Happy New Year! Welcome to the third issue of LLVM GPU News, a bi-weekly newsletter on all the GPU things under the LLVM umbrella. This issue covers the period from December 25 to January 7 2021.

We welcome your feedback and suggestions. Let us know if we missed anything interesting, or want us to bring attention to your (sub)project, revisions under review, or proposals. Please see the bottom of the page for details on how to submit suggestions and contribute.

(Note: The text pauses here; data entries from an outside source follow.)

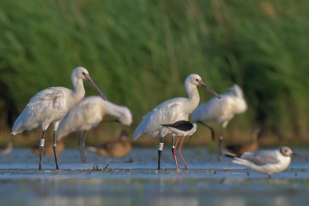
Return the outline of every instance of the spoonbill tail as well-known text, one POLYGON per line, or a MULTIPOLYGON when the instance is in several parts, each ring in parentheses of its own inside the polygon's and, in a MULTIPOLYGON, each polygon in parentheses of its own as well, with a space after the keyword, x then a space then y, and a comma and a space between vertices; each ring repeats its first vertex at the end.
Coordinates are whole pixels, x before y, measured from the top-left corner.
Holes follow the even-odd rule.
POLYGON ((243 113, 247 110, 247 103, 243 98, 243 90, 237 84, 234 84, 230 91, 221 95, 220 101, 213 98, 199 105, 192 113, 192 121, 202 123, 210 129, 213 140, 214 133, 212 128, 203 122, 221 123, 222 128, 219 138, 218 159, 221 161, 221 150, 223 134, 227 124, 237 114, 243 113))
MULTIPOLYGON (((160 162, 163 147, 163 138, 167 135, 172 134, 172 144, 174 144, 175 135, 172 132, 160 124, 172 124, 180 120, 188 120, 189 114, 197 106, 200 102, 200 95, 197 88, 200 86, 208 90, 217 98, 220 96, 210 89, 197 74, 191 74, 184 81, 186 91, 188 98, 177 97, 167 100, 160 104, 147 114, 142 117, 143 120, 133 134, 135 140, 141 136, 161 137, 158 151, 158 170, 160 169, 160 162)), ((173 155, 174 152, 172 149, 173 155)))
MULTIPOLYGON (((177 159, 176 157, 176 148, 177 146, 177 143, 178 142, 178 139, 179 138, 180 136, 182 136, 182 140, 181 141, 181 143, 180 144, 180 146, 179 146, 179 149, 178 150, 178 153, 181 157, 184 162, 184 168, 187 170, 187 162, 184 161, 183 157, 180 153, 180 150, 181 148, 181 146, 182 145, 182 143, 184 141, 184 137, 186 136, 190 136, 190 139, 191 139, 191 137, 192 136, 193 133, 196 131, 197 125, 195 123, 192 124, 190 122, 188 121, 184 121, 181 120, 177 121, 174 124, 161 124, 161 125, 165 127, 168 130, 173 132, 174 135, 176 136, 178 136, 177 140, 176 141, 176 145, 175 146, 173 145, 172 145, 172 151, 174 155, 174 160, 175 160, 175 163, 176 164, 176 166, 177 168, 177 171, 179 172, 179 168, 178 167, 178 163, 177 162, 177 159)), ((189 141, 190 140, 189 140, 189 141)))
POLYGON ((129 134, 125 130, 120 134, 118 140, 110 141, 95 147, 87 147, 86 148, 104 157, 122 157, 126 155, 132 149, 128 141, 129 134))
POLYGON ((241 155, 246 152, 254 152, 257 150, 259 148, 259 142, 257 141, 257 136, 260 132, 260 130, 256 129, 251 135, 251 140, 249 142, 241 144, 230 145, 226 146, 222 149, 223 151, 228 152, 241 155))
POLYGON ((80 131, 79 144, 81 156, 82 161, 86 162, 85 146, 87 132, 97 126, 105 114, 117 118, 116 120, 113 121, 123 125, 129 126, 132 123, 132 113, 128 107, 104 101, 98 96, 88 97, 70 109, 60 122, 57 132, 57 139, 72 132, 80 131))
POLYGON ((42 159, 44 150, 45 131, 51 124, 53 129, 53 149, 55 156, 56 169, 59 170, 57 147, 56 132, 59 122, 74 105, 84 97, 85 89, 83 81, 85 80, 95 88, 101 98, 106 97, 91 80, 88 71, 79 67, 73 70, 71 79, 74 86, 72 91, 62 87, 49 87, 40 92, 30 99, 23 112, 17 118, 13 128, 13 135, 25 130, 31 130, 39 127, 43 132, 40 142, 40 157, 39 169, 42 170, 42 159))
POLYGON ((260 150, 255 152, 247 152, 241 156, 229 152, 223 152, 233 157, 233 163, 248 167, 253 170, 268 174, 280 172, 289 166, 291 155, 296 154, 287 147, 281 147, 274 150, 260 150))

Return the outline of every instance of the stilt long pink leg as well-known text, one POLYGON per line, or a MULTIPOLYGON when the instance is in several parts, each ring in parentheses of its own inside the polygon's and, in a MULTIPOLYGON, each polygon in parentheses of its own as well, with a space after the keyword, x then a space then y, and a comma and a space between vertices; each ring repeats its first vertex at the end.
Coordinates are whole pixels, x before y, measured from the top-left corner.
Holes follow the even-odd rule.
POLYGON ((176 164, 176 166, 177 168, 177 172, 179 172, 179 168, 178 167, 178 163, 177 162, 177 158, 176 158, 176 147, 177 146, 177 143, 178 142, 178 139, 179 139, 179 137, 177 137, 177 140, 176 141, 176 144, 175 144, 175 148, 174 148, 174 152, 173 153, 174 156, 174 159, 175 160, 175 163, 176 164))
MULTIPOLYGON (((179 155, 181 157, 181 158, 182 159, 182 160, 184 162, 184 169, 185 169, 186 170, 187 170, 187 162, 186 162, 186 161, 184 161, 184 159, 183 157, 182 157, 182 155, 180 153, 180 150, 181 148, 181 145, 182 145, 182 143, 184 141, 184 135, 182 137, 182 141, 181 141, 181 143, 180 144, 180 146, 179 147, 179 149, 178 150, 178 153, 179 153, 179 155)), ((178 139, 177 139, 178 140, 178 139)))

Industry News and Conference Talks

Alyssa Rosenzweig started a blog post series on dissecting the Apple M1 GPU, which doesn’t have any public documentation or open source drivers as of writing. The goal is to understand the new architecture and accelerate the development of an open source driver stack. Alyssa already committed an early work-in-progress disassembler implementation and described the methodology and wokflow used to develop it in the blog post.

LLVM and Clang

Discussions

Madhur Amilkanthwar asked about using the Attributor framework to propagate the amdgpu-flat-work-group-size attribute in the AMDGPU backend.

Commits

(In-review) Remove a custom amdgpu-inline pass and replace it with new Target Transform Info hooks. As explained, this is because the custom inliner doesn’t fit well into the New Pass Manager’s pipeline and has few differences compared to the main LLVM inlining pass.
Clang won’t add debugging information to NVPTX target if optimization remarks are enabled. This is because ptxas supports either debug builds with no optimizations or optimized builds without debug info.
Always print error messages in the libomptarget CUDA plugin, even with debugging disabled.
Make the AMDGPU OpenMP target call into deviceRTL instead of ockl. This allows simple OpenMP code to run without ROCm device libraries installed.

MLIR

Discussions

Lenny Guo asked for help with generating SPIR-V binaries from the SPIR-V MLIR dialect kernels in order to run them with OpenCL runtime. There are no replies as of writing.

Commits

External Compilers

Please submit pointers to your mailing lists, forums, or newsletters if you want your LLVM- or MLIR-based GPU compiler project to be covered in future LLVM GPU News issues.

JuliaGPU

LLPC

The graphics API-agnostic LGC peephole optimizer learned to fold inttoptr ( add x, const ) into gep ( inttoptr x, const ). This improves value tracking and facilitates load/store vectorization. LLVM’s instruction combining pass cannot generally perform the same optimization, because on some systems const itself may be a valid pointer.

Mesa

Always split typed vertex buffer loads on AMD GFX6 and GFX10+ in RADV/LLVM. This fixes hangs in Zink (an OpenGL over Vulkan implementation) tests.

SYCL

Intel’s oneAPI DPC++ Compiler 2020-12 got released. The release notes contain a long list of SYCL compiler and library improvements.